I got my restored Faema Lambro back. I took me 6 years to find it and bring it home.

Now our kitchen is too small for other kitchen equipment. My wife has the opinion that the kitchen looks like a workshop. Women......., there is small space left for a toaster...

I am happy. My favorite dark roasts are tasting better from the lever than from the speedster.
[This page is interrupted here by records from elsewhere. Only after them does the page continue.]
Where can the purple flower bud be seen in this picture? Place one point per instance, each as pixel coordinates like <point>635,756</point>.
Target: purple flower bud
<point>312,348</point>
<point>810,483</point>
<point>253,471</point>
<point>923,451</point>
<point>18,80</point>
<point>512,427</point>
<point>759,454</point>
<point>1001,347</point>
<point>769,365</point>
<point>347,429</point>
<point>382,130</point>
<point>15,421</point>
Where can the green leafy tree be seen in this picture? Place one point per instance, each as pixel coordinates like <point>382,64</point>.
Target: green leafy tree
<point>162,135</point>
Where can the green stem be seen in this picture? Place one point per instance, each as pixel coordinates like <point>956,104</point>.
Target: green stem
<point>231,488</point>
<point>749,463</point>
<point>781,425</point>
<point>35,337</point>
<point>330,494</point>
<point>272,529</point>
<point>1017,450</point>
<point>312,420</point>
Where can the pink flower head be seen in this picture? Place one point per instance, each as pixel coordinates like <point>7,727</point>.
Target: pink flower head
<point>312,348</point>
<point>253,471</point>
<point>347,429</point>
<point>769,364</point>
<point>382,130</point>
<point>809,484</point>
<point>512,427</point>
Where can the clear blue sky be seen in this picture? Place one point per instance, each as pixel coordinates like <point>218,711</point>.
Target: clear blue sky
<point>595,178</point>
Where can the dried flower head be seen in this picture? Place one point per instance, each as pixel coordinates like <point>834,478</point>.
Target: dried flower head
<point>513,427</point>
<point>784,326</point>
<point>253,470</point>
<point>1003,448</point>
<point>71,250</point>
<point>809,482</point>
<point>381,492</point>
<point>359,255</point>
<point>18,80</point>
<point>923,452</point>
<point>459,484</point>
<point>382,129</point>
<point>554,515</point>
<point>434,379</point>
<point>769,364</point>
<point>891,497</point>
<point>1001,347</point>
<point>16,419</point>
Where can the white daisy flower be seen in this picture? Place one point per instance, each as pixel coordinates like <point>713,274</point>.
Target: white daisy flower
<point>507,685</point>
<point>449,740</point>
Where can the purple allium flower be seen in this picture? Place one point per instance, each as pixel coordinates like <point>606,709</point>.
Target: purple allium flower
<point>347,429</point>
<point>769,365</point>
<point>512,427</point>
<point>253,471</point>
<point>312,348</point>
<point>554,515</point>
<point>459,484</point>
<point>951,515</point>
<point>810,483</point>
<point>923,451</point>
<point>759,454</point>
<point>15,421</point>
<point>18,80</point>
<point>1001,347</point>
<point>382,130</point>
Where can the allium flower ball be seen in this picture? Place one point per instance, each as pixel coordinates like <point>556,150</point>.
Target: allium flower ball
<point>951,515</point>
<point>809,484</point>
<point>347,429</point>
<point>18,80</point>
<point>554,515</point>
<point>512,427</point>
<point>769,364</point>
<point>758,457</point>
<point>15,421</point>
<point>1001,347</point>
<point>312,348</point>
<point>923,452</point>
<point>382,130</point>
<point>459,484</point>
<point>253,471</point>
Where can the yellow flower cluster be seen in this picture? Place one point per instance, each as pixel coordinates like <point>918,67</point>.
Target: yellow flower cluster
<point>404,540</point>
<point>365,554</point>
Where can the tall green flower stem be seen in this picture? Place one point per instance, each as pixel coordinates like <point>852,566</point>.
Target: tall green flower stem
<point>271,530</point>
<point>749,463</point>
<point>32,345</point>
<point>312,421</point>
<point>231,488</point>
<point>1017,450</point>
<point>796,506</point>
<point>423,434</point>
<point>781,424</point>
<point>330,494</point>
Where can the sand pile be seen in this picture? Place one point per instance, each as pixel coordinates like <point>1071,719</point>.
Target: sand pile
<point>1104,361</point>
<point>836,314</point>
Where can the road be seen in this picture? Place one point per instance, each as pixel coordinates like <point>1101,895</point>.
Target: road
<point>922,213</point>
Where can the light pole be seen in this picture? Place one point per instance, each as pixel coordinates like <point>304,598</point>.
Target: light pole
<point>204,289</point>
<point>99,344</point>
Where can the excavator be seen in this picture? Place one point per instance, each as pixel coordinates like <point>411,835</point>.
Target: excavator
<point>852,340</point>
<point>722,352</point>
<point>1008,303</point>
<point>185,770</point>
Mildred, I cannot clean the Faema with your Speedster towels, it doesn't work,.....what can we do?


----------



## MildredM (Feb 13, 2017)

Oh my goodness! What a tale - and what a find 😁 I love your errrrr coffee big-corner @onluxtex and you make my meagre collection of equipment seem lacking!! And yes! You do need the right towel for the job!! I have done a couple of different Faema logos, are either of them sort of thing . . .


----------



## Blue_Cafe (Jun 22, 2020)

F**k me, thats a set up!


----------



## MildredM (Feb 13, 2017)

Oh and in the same blue, of course, rather than red!


----------



## onluxtex (Nov 18, 2015)

I come back to you next month, because after this extension I am broke😂

Should be the towel on the first photo


----------



## MildredM (Feb 13, 2017)

onluxtex said:


> I come back to you next month, because after this extension I am broke😂
> 
> Should be the towel on the first photo


 Haha! It's such a stunning machine, been reading up a bit more now, I love it! I will design a more matching logo when I get a spare couple of hours


----------



## Rob1 (Apr 9, 2015)

onluxtex said:


> Now our kitchen is too small for other kitchen equipment. My wife has the opinion that the kitchen looks like a workshop.


 Sell the EtzMax? Problem solved. Room for a kettle.


----------



## onluxtex (Nov 18, 2015)

Rob1 said:


> Sell the EtzMax? Problem solved. Room for a kettle.


 never, hot water she can get from the Faema.


----------